TDCAA Community
Defense Witness Question

This topic can be found at:
https://tdcaa.infopop.net/eve/forums/a/tpc/f/157098965/m/8411080391

August 03, 2009, 11:28
Jeromie
Defense Witness Question
We are in the later stages of jury selection on a capital murder trial at the moment. The defense filed an amended motion of expert witnesses which includes two individuals who they labled as "prison experts." An internet search on the two individuals quickly revealed that they are fomer prison inmates who were "wrongfully convicted" and released from prison--one of them a former death row inmate. We assume the defense is going to get them on the stand to try and testify "the jury got it wrong in my case--maybe yall got it wrong too so give him life and not the death penalty." Has anyone ever seen anyone try and do this before? What else might they try and testify to?

Aside from relvance argument plus arguing that they are not actually experts--any suggestions on dealing with it?

They also listed an infamous former death row chaplain on the designation of experts. I assume they will try and get him to testify in generally the same manner.
August 03, 2009, 12:44
JB
Debated that chaplain over the weekend in a public forum on the death penalty.

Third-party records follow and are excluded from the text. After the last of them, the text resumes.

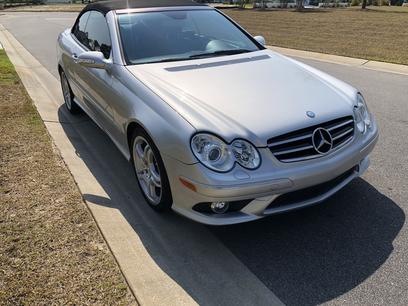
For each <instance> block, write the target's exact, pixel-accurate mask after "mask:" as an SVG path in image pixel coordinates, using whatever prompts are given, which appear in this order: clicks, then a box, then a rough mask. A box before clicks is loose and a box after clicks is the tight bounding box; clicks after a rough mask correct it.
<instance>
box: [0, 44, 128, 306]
mask: <svg viewBox="0 0 408 306" xmlns="http://www.w3.org/2000/svg"><path fill="white" fill-rule="evenodd" d="M0 135H1V138H0V305H56V304H58V305H60V304H61V305H65V304H70V305H134V304H136V302H135V300H134V298H133V296H132V295H131V294H130V291H129V289H128V287H127V285H126V282H125V280H124V279H123V277H122V275H121V272H120V270H119V268H118V266H117V264H116V262H115V260H114V258H113V256H112V254H111V252H110V251H109V249H108V246H107V245H106V243H105V241H104V240H103V238H102V235H101V234H100V233H99V231H98V228H97V226H96V224H95V222H94V220H93V218H92V216H91V215H90V213H89V211H88V209H87V207H86V206H85V204H84V202H83V199H82V196H81V194H80V192H79V190H78V188H77V186H76V184H75V182H74V180H73V178H72V176H71V175H70V173H69V171H68V169H67V168H66V167H65V164H64V162H63V161H62V159H61V157H60V156H59V155H57V154H56V153H55V150H54V148H53V144H52V141H51V139H50V137H49V134H48V132H47V130H46V128H45V126H44V123H43V122H42V120H41V117H40V116H39V114H38V112H37V110H36V108H35V107H34V105H33V103H32V101H31V99H30V97H29V96H28V94H27V93H26V91H25V88H24V86H23V84H22V83H21V81H20V80H19V78H18V75H17V73H16V71H15V70H14V68H13V66H12V64H11V63H10V61H9V60H8V58H7V56H6V54H5V52H4V51H1V50H0Z"/></svg>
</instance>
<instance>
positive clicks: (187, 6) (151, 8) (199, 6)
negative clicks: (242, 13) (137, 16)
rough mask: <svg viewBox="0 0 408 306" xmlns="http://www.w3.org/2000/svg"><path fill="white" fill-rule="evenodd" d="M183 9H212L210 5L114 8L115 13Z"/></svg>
mask: <svg viewBox="0 0 408 306" xmlns="http://www.w3.org/2000/svg"><path fill="white" fill-rule="evenodd" d="M185 10H189V11H190V10H214V8H212V7H210V6H206V5H203V6H166V7H145V8H132V9H131V8H129V9H120V10H116V11H115V12H116V14H131V13H146V12H161V11H185Z"/></svg>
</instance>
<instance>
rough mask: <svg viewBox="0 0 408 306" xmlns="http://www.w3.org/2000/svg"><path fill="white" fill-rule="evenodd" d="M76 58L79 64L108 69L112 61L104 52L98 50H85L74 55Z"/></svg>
mask: <svg viewBox="0 0 408 306" xmlns="http://www.w3.org/2000/svg"><path fill="white" fill-rule="evenodd" d="M74 60H75V62H76V63H77V64H79V65H81V66H84V67H89V68H97V69H106V68H107V67H108V66H109V65H110V61H109V60H107V59H106V58H105V57H104V56H103V53H102V52H98V51H87V52H84V53H82V54H80V55H79V56H77V57H74Z"/></svg>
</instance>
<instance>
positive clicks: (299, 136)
mask: <svg viewBox="0 0 408 306" xmlns="http://www.w3.org/2000/svg"><path fill="white" fill-rule="evenodd" d="M310 137H312V134H308V135H303V136H299V137H295V138H291V139H288V140H282V141H278V142H274V143H273V145H268V146H269V147H272V146H273V147H276V146H279V145H281V144H285V143H289V142H294V141H298V140H303V139H307V138H310Z"/></svg>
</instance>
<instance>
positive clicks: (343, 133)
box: [333, 128, 354, 140]
mask: <svg viewBox="0 0 408 306" xmlns="http://www.w3.org/2000/svg"><path fill="white" fill-rule="evenodd" d="M353 131H354V129H353V128H349V129H348V130H347V131H345V132H343V133H341V134H340V135H337V136H335V137H333V140H337V139H339V138H341V137H343V136H346V135H347V134H349V133H351V132H353Z"/></svg>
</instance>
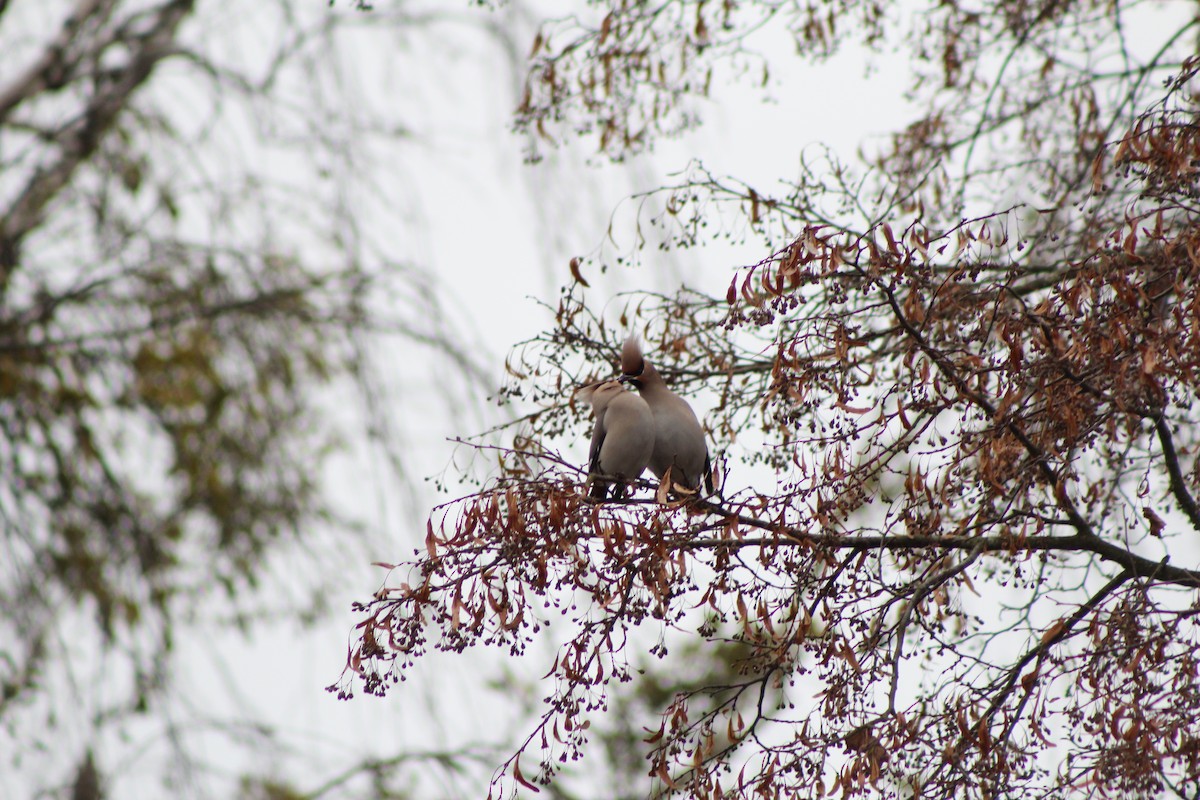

He exaggerated. He also contradicts himself from previous public interviews. Easy to challenge. And, nothing in what he did made him an expert on prisons.
August 03, 2009, 13:15
A.P. Merillat
You could always ask the 2 ex-convicts, since the defense has labeled them as prison experts, whether or not inmates and/or guards are ever killed, beaten, burned, raped, maimed, chunked-on, extorted, bribed or otherwise abused by other convicted felons in the pentientiary. Or whether convicted felons, even capital murderers serving LWOP are absolutely restrained from committing acts of violence in prison. Convicted murderers, as the ex-cons will admit to, if they tell the truth, are able to commit any manner of crimes after going to prison. There is absolutely no way the prison system will prevent an inmate from being dangerous in the future, if he chooses to act that way. Probably the best witnesses to the violence and failures of the prison system (future danger) are people who lived the prison life.
Even that chaplain will have some knowledge of the horrors that are perpetuated inside.
Getting those folks to own up to it all might be a trick, though.